A Holistic Approach to Data Security is Required for Digital Transformation
As they begin on their cloud and digital transformation journeys, companies want a comprehensive and centralised data security plan that makes all sensitive and private data simpler to manage and safeguard, regardless of where it resides or travels. Based on the following principles, a complete data security plan alters how, when, and where DLP is used:
- The Principle of Comprehensive Coverage: Data is stored, shared and transmitted from everywhere, be it the network traffic from the devices that your users use or the different SaaS and UCaaS applications they access. Other than your own data centre, various public cloud platforms also store and share sensitive data. A comprehensive data security strategy enables the use of a comprehensive enterprise DLP solution integrated across all control points for all data locations with one central enforcement service, one policy language and its data classification system. Comprehensive coverage comfortably permits compliance to stringent data security and privacy regulations throughout the entire organization on-premises, across remote and hybrid workforces and in the cloud.
- The Principle of Consistent Protection: Not only does data exist everywhere, it also travels via many different channels: mail servers, file sharing apps, cloud email, social media, USB drives, and mobile devices. Adopting a next-generation data security strategy means employing an enterprise DLP solution that guarantees that the same data security policies will work across all data transmission channels and are automatically synchronized for a consistent approach to data protection.
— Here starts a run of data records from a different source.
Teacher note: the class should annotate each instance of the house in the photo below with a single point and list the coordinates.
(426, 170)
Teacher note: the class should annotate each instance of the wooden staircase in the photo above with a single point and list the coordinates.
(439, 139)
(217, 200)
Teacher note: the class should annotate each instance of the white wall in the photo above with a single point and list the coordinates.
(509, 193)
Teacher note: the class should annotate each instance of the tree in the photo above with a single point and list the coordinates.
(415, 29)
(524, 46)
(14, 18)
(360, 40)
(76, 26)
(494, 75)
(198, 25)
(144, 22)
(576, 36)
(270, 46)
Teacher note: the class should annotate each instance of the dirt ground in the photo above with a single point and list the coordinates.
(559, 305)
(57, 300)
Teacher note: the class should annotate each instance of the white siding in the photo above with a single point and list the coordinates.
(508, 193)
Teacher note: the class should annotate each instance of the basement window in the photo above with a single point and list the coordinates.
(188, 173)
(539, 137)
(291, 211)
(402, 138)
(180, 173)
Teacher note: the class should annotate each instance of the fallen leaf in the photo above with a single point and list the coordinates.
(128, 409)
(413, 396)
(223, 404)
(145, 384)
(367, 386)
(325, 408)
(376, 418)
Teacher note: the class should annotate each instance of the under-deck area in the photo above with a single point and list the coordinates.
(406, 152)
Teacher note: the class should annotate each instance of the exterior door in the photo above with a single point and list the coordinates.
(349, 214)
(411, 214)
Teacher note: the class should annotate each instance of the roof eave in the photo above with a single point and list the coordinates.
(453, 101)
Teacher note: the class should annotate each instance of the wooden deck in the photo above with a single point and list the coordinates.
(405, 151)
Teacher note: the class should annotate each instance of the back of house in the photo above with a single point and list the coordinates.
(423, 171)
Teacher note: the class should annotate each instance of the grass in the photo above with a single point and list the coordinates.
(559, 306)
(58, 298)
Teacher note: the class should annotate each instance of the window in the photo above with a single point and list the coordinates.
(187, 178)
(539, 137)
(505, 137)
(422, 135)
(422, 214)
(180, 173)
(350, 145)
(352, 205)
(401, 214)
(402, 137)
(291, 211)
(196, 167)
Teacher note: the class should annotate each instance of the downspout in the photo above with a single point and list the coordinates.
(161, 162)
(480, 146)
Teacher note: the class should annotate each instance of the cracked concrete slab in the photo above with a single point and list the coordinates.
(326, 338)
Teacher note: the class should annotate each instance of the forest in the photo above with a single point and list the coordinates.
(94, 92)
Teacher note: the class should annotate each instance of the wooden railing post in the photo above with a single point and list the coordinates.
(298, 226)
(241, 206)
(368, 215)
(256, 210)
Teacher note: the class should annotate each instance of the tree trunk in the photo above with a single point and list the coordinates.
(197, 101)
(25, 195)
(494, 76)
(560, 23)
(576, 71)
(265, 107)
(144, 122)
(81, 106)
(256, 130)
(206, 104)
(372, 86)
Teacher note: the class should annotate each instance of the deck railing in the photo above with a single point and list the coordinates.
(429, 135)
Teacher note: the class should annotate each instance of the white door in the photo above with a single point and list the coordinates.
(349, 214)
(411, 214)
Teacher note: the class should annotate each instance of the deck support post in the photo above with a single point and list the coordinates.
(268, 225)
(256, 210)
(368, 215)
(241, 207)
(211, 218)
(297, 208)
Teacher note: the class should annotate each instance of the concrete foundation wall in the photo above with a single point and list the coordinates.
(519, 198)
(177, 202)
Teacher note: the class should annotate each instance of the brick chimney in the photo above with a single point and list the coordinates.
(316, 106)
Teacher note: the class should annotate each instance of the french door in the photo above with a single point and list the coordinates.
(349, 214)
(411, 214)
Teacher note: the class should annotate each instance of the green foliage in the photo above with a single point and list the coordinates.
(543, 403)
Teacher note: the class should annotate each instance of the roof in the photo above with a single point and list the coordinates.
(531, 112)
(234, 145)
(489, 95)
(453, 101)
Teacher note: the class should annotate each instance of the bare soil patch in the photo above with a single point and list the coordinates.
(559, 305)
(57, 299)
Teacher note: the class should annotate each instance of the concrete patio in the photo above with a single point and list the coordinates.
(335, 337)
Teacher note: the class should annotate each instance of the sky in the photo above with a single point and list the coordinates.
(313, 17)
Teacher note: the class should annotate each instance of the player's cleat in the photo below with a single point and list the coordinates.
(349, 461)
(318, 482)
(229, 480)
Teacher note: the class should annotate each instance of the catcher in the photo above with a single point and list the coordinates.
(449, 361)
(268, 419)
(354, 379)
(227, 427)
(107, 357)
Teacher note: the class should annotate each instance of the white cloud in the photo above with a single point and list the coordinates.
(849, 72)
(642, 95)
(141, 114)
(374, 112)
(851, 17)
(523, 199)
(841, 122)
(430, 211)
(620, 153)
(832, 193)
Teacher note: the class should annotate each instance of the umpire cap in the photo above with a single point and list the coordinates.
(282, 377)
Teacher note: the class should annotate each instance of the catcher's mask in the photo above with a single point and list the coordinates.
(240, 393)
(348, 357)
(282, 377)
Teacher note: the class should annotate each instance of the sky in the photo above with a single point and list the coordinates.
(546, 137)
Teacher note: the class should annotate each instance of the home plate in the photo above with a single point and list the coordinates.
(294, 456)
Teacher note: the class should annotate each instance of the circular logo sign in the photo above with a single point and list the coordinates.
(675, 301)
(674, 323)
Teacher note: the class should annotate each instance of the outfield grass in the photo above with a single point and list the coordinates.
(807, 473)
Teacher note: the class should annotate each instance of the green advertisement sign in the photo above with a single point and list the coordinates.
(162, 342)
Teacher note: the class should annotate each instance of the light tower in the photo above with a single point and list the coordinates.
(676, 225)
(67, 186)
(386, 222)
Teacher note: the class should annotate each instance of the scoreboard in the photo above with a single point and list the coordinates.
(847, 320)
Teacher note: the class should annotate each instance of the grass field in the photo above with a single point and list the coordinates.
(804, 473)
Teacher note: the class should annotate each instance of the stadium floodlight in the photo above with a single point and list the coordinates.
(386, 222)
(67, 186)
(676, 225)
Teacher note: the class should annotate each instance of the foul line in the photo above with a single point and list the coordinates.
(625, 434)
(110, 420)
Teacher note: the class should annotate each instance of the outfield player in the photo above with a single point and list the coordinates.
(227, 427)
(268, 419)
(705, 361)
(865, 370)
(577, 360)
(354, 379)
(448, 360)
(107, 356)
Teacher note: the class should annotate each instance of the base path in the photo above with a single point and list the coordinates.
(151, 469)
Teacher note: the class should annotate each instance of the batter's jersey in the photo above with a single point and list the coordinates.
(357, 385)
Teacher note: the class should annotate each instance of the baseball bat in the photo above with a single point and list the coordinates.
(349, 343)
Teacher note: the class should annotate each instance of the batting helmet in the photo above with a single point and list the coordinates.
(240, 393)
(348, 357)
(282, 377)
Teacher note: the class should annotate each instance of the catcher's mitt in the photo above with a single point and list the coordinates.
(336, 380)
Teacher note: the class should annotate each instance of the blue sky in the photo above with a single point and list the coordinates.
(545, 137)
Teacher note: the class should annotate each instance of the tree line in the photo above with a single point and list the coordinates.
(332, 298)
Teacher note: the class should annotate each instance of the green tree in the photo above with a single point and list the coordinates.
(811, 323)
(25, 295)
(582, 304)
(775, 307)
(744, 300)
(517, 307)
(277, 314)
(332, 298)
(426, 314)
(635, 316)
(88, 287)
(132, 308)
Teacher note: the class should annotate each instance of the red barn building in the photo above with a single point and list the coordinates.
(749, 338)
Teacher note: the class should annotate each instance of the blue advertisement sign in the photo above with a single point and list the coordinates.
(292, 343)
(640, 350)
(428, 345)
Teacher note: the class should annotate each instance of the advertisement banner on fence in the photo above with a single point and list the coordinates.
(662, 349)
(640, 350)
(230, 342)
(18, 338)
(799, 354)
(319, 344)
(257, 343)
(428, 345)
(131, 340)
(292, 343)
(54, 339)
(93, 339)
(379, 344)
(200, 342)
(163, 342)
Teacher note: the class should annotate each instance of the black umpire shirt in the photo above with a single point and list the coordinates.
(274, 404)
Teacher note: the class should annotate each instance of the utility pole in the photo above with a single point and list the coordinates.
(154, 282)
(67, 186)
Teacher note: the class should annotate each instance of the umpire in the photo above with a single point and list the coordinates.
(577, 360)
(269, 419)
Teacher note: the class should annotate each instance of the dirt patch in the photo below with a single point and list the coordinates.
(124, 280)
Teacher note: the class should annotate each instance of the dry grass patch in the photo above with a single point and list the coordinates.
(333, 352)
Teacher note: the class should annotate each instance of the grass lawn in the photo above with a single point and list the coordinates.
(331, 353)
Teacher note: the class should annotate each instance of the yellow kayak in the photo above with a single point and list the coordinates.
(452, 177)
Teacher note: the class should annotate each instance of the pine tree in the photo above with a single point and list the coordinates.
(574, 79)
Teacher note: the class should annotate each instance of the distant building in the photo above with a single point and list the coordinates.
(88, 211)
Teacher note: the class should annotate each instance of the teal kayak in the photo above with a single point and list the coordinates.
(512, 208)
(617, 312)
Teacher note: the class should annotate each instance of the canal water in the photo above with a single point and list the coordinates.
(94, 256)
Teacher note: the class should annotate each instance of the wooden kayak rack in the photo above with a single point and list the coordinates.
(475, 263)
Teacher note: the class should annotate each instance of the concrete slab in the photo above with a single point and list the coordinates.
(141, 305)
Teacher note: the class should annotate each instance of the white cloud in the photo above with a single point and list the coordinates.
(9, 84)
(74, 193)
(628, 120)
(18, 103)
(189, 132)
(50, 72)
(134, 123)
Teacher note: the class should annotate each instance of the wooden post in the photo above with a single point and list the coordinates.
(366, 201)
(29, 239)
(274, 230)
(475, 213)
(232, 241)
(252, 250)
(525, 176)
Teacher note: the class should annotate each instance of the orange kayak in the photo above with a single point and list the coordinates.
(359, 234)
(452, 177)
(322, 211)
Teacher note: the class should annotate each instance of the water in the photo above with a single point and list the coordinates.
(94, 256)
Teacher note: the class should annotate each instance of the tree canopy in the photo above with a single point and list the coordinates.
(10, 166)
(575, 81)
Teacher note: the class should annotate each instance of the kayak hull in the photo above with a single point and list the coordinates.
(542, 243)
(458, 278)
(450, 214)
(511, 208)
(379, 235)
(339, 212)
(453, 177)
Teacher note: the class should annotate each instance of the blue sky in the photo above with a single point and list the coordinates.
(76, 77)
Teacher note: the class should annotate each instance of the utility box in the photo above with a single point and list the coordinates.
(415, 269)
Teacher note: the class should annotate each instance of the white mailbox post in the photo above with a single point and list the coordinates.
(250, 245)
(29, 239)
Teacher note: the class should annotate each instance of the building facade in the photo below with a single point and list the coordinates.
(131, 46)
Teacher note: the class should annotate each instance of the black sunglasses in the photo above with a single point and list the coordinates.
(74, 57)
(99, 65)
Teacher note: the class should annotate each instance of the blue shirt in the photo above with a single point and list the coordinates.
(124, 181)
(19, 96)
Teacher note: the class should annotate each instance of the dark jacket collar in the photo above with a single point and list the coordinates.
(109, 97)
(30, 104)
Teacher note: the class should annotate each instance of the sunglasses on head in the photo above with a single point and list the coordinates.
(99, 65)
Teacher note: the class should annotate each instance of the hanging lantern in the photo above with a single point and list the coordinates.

On top of that, accurate threat detection saves security teams time from triaging false positives, optimizing incident management and ensuring business continuity.
- The Principle of Highly Accurate Data Detection: A best-in-class DLP should scan many documents and file types, and even extract information from graphic formats like screenshots and pictures via advanced Optical Character Recognition (OCR) algorithms. In addition, it should leverage Exact Data Matching (EDM) to fingerprint and detect specific sensitive data. It should enable the safe use of modern collaboration apps like Slack, Microsoft Teams, Confluence and many others across all users, regardless of their location, by detecting the context of conversation-based data using real-time, natural language processing-based detection methods. User-based document tagging and data classification are also important. When available, DLP needs to be able to detect such classification, read the document properties and apply protective actions based on policy.
- The Principle of Easy Deployment: A next-generation data security strategy employs a cloud-delivered enterprise DLP solution that is natively integrated into all your existing network and cloud control points to rapidly extend the scope of your data protection program everywhere data lives and flows. In doing this, it eliminates the need to invest in new DLP software, servers, databases and proxy appliances, and it reduces administrative costs along with maintenance overhead. The benefit you enjoy is a dramatic lowering of your total cost of ownership in exchange for remarkably cogent and cost-effective data security.